Para los psicólogos, agrega el diario, no es de extrañar que la gente esté evadiendo lo que se vive en el país. “Una de las estrategias que utilizamos para la protección, para la supervivencia, es ignorar porque no hay nada que podamos hacer", dijo María Antonia Padilla Vargas, coordinador de un grupo de investigación psicológica sin fines de lucro. "Es un fenómeno que hemos observado cuando las ratas están expuestas a descargas eléctricas incontrolables".
El término oficial es "indefensión aprendida". Estudios están apareciendo en todo México, señala The New York Times.
“Con cuerpos mutilados en las esquinas y en el interior de restaurantes , colgados de puentes y enterrados en fosas comunes, los mexicanos parecen haberse acostumbrado. Indignación, miedo, ansiedad, tristeza: es difícil de reunir estas emociones una y otra vez, sobre todo, con 50,000 muertos en asesinatos relacionados con drogas desde que el presidente Felipe Calderón inició su asalto a los traficantes de hace seis años.
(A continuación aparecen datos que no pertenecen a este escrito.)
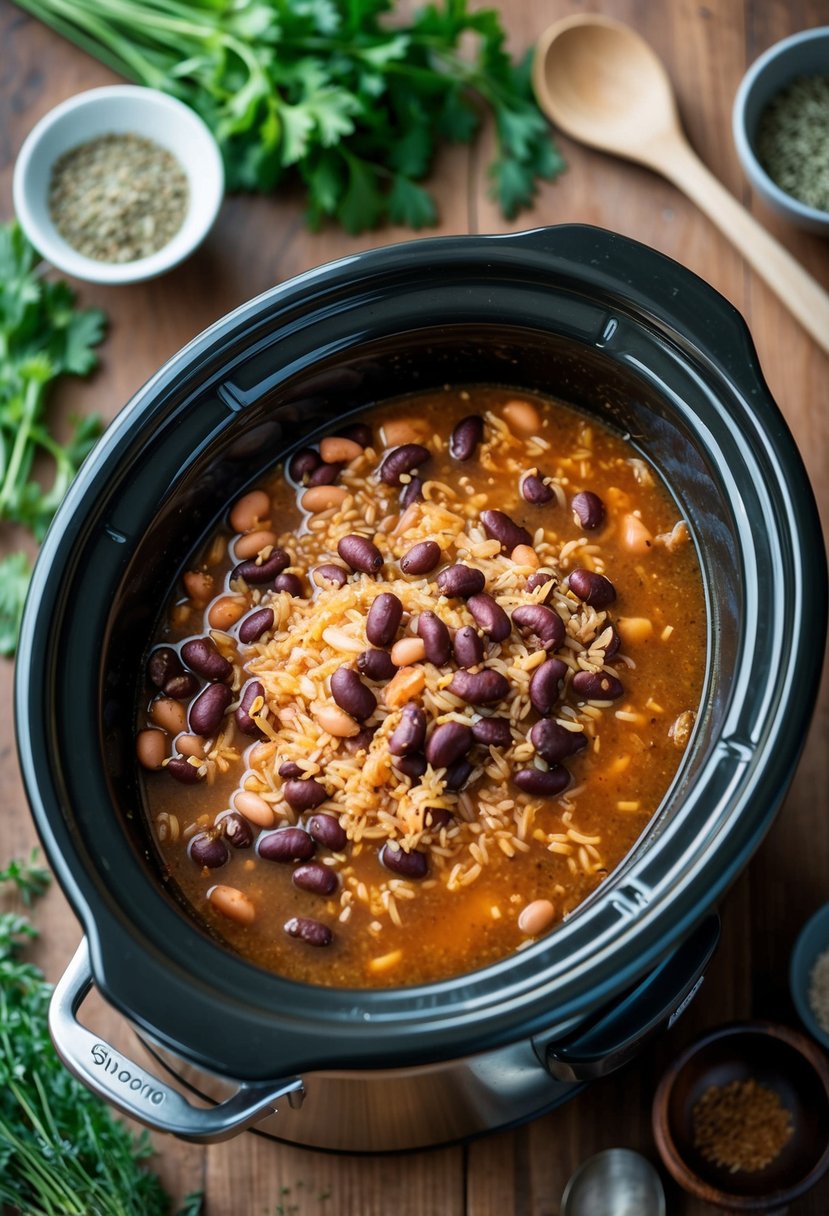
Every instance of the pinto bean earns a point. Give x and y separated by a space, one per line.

Otros países, por supuesto, han pasado por alguna versión de este embotamiento colectivo: Israel en 2003, después de una serie de atentados con bombas de autobuses; Irak en 2006.
“Sin embargo, México parece haber caído a nuevas profundidades de distracción deliberada este año, y muchos mexicanos están cada vez más preocupados por su propia actitud. Están igualmente deprimidos por su causa. Después de todo, los expertos en delincuencia organizada y los psicólogos dicen que la apatía -durante una campaña presidencial, nada menos- es en realidad una respuesta aprendida por un traumatismo repetido, y la impotencia ante el rostro del horror.
“Los mexicanos, en una ciudad tras otra, se han acostumbrado a cifras de muertos que suben continuamente. Las protestas, marchas y proyectos públicos de arte en honor a las muchas víctimas han hecho poco para alterar la realidad. Cada día, las familias y los niños caminan por los quioscos con prensa sensacionalista que muestra fotografías explícitas de los últimos cadáveres que se encuentran. Y la mayoría apenas lo notará”, dice The New York Times.
Incluso en Ciudad Juárez, donde la violencia está disminuyendo pero todavía está en un nivel alto (dos cabezas y cuatro manos se encontraron en el estacionamiento de un bar el lunes), los residentes están decididos a no ver las tragedias en medio de ellos.
“Cuando los familiares de los desaparecidos o de niñas asesinadas se reunieron afuera de la oficina del fiscal del estado el jueves, Día de la Madre, para protestar contra lo que consideran la falta de interés de las autoridades, los conductores cruzaron sin mirar”, señala.
“¿Y los tres principales candidatos a la presidencia? Ellos han mantenido su distancia, también. Calderón tiene prohibido constitucionalmente postularse de nuevo; todas las campañas se han centrado en otras cosas. Muchos mexicanos dudan de que quien gane va a crear un cambio inmediato, y la participación de las elecciones del 1 de julio se espera que sea poca”, señala el Times.